At this point I have a fairly good idea what is coming but I could never have predicted how spectacularly it would happen. Another minute after the jay alarm and all at once every bird at our feet evacuate the immediate area with a resounding THUMP that myself and every student feels in their chest. The birds fly South into the woods and as the students eye’s follow them I say “No look that way!” and point North. Right as they turn their heads a coopers hawk banks spitting distance right in front of the log about six feet of the ground catching a Junco in its talons right in front of the students. Being one of the stealthiest and most agile aerial hunters Coopers Hawks are rarely seen by people.

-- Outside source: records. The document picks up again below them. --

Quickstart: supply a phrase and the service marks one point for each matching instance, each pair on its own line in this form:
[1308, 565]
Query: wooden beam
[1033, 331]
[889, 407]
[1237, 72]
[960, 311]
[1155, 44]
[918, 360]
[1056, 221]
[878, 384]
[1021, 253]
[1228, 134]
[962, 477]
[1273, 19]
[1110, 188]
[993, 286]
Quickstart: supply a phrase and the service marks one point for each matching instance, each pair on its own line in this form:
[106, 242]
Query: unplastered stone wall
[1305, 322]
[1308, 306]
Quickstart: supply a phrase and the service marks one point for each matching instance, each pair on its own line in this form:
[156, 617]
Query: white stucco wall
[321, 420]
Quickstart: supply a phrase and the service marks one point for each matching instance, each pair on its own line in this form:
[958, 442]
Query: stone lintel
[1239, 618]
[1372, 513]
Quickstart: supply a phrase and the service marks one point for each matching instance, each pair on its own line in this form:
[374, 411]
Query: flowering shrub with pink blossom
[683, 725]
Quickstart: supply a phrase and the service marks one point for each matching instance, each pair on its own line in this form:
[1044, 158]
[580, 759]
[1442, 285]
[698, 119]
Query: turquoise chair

I could not have hoped for such a good teaching moment. Immediately the students started shouting and yelling how cool it was. There were a lot of dropped jaws and a lot of did you see that’s going around. I just kind of sat there in gratitude because those are the moments I live for. Moments where students can experience nature up close, moments where their awareness is changed forever. And indeed it was throughout the whole rest of the week each and every student was actively changing their behavior to respect the bird’s boundaries and walking more quiet-minded than at the begging of the week. We ended up seeing a lot more wildlife too.